Solved – Extrapolation v. Interpolation

extrapolationinterpolationterminology

What is the difference between extrapolation and interpolation, and what is the most precise way of using these terms?

For example, I have seen a statement in a paper using interpolation as:

"The procedure interpolates the shape of the estimated function between the bin points"

A sentence that uses both extrapolation and interpolation is, for example:

The previous step where we extrapolated the interpolated function using the Kernel method to the left and right temperature tails.

Can someone provide a clear and easy way to distinguish them and guide how to use these terms correctly with an example?

Best Answer

To add a visual explanation to this: let's consider a few points that you plan to model.

enter image description here

They look like they could be described well with a straight line, so you fit a linear regression to them:

enter image description here

This regression line lets you both interpolate (generate expected values in between your data points) and extrapolate (generate expected values outside the range of your data points). I've highlighted the extrapolation in red and the biggest region of interpolation in blue. To be clear, even the tiny regions between the points are interpolated, but I'm only highlighting the big one here.

enter image description here

Why is extrapolation generally more of a concern? Because you're usually much less certain about the shape of the relationship outside the range of your data. Consider what might happen when you collect a few more data points (hollow circles):

enter image description here

It turns out that the relationship was not captured well with your hypothesized relationship after all. The predictions in the extrapolated region are way off. Even if you had guessed the precise function that describes this nonlinear relationship correctly, your data did not extend over enough of a range for you to capture the nonlinearity well, so you may still have been pretty far off. Note that this is a problem not just for linear regression, but for any relationship at all - this is why extrapolation is considered dangerous.

Predictions in the interpolated region are also incorrect because of the lack of nonlinearity in the fit, but their prediction error is much lower.
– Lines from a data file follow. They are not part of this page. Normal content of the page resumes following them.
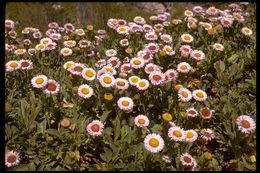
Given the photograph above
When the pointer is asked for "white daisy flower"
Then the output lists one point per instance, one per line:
(176, 133)
(218, 46)
(137, 63)
(184, 94)
(89, 74)
(39, 81)
(85, 91)
(246, 31)
(191, 112)
(156, 77)
(245, 124)
(121, 83)
(207, 134)
(183, 67)
(187, 38)
(199, 95)
(191, 135)
(125, 103)
(95, 128)
(141, 121)
(153, 143)
(12, 159)
(52, 87)
(107, 80)
(111, 52)
(12, 65)
(197, 55)
(66, 51)
(133, 80)
(69, 43)
(142, 84)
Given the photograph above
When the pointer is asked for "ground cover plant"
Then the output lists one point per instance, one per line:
(144, 93)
There's no guarantee that you won't have an unexpected relationship in between your points (i.e. the region of interpolation), but it's generally less likely.


I will add that extrapolation is not always a terrible idea - if you extrapolate a tiny bit outside the range of your data, you're probably not going to be very wrong (though it is possible!). Ancients who had no good scientific model of the world would not have been far wrong if they forecast that the sun would rise again the next day and the day after that (though one day far into the future, even this will fail).

And sometimes, extrapolation can even be informative - for example, simple short-term extrapolations of the exponential increase in atmospheric CO$_2$ have been reasonably accurate over the past few decades. If you were a student who didn't have scientific expertise but wanted a rough, short-term forecast, this would have given you fairly reasonable results. But the farther away from your data you extrapolate, the more likely your prediction is likely to fail, and fail disastrously, as described very nicely in this great thread: What is wrong with extrapolation? (thanks to @J.M.isnotastatistician for reminding me of that).

Edit based on comments: whether interpolating or extrapolating, it's always best to have some theory to ground expectations. If theory-free modelling must be done, the risk from interpolation is usually less than that from extrapolation. That said, as the gap between data points increases in magnitude, interpolation also becomes more and more fraught with risk.